Something you might consider is pulling the "terminal" words for your grammar from an API or other data source. You are also welcome to explore generative visual art with Context Free Grammars basing your exercise off of the L-System material described above. Or what else can you generate from a Context-Free Grammar? Music?

Add your assignment below via Pull Request

(Please note you are welcome to post under a pseudonym and/or password protect your published assignment. Here is some helpful information on privacy options for an NYU blog. Finally, if you prefer not to post your assignment at all here, you may email the submission.)

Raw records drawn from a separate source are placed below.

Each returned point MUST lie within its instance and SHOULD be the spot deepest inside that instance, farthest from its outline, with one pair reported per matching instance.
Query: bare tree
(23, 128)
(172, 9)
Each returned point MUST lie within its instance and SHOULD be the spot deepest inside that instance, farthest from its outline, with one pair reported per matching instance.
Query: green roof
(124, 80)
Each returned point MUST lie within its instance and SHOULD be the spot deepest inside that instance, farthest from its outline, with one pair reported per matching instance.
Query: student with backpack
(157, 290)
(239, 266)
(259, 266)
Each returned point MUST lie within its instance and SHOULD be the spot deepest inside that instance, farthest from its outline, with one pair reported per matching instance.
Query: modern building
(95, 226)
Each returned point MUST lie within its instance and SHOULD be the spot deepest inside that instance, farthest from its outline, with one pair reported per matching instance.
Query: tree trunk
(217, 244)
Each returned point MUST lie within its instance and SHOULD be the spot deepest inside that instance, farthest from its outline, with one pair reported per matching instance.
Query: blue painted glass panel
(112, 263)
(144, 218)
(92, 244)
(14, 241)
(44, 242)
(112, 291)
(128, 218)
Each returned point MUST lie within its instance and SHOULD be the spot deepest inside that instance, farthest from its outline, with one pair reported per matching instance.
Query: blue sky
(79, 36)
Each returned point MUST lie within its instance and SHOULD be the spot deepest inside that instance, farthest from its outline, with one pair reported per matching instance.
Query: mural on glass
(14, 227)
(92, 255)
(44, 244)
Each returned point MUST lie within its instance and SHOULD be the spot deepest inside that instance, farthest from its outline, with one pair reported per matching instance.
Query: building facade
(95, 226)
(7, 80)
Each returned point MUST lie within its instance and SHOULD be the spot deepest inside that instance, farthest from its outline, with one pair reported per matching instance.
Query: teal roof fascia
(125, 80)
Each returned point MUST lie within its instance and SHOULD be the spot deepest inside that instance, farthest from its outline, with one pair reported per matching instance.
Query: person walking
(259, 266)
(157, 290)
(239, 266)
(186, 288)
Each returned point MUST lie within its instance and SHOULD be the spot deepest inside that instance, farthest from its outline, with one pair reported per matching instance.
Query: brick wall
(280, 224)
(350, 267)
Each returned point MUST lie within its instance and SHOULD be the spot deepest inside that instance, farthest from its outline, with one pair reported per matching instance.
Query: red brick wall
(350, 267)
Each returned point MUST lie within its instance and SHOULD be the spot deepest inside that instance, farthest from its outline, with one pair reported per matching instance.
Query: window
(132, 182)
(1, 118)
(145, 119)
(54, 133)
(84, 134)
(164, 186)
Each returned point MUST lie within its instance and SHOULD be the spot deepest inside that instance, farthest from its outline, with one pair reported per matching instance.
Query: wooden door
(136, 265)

Emoji Key for Video Tutorials, Readings, and more

  • 🚨 Watch this video tutorial! (this is technical info needed for the examples). Of course if you alreaddy know this material, you can skip.
  • 🔢 This is found in a group, maybe pick just one to check out!
  • 🍿 Additional video if you have a particular interest and want to do a deeper dive.
  • 📕 Required reading! Let's make sure we all have read this.
  • 📚 Optional additional reading for a deeper dive.
  • 💻 Code examples here!
  • 📈 Class presentation slides
  • 🔗 Extra reference material / link

Emily Martinez Questions

  • How can we be more intentional about what we build given the current limitations, problems, and constraints of ML algorithms?
  • How do we prepare datasets and set up guidelines that protect the bodies of knowledge of our communities, that honors lineage, that upholds ethical frameworks rooted in shared, agreed-upon values?
  • How do we work in consensual and respectful ways with texts by marginalized authors that are not as well-represented, and by virtue of that fact alone, much more likely to be misrepresented, misappropriated, or misunderstood if we are not careful?
  • How well can we ensure that the essence of these texts doesn’t dissolve into a word-soup that gets misconstrued?
  • Given that so many of the existing “big data” language models are trained with Western texts and proprietary datasets, what does it even mean to try to decolonize AI?
  • Who do we entrust to do this work?
  • How do we deal with credit and attribution of our new creations?
  • How do we really do ethics with machine learning?
  • How do we get through this whole list of concerns and still build AI that is fun, respectful, tender, pleasurable, kind?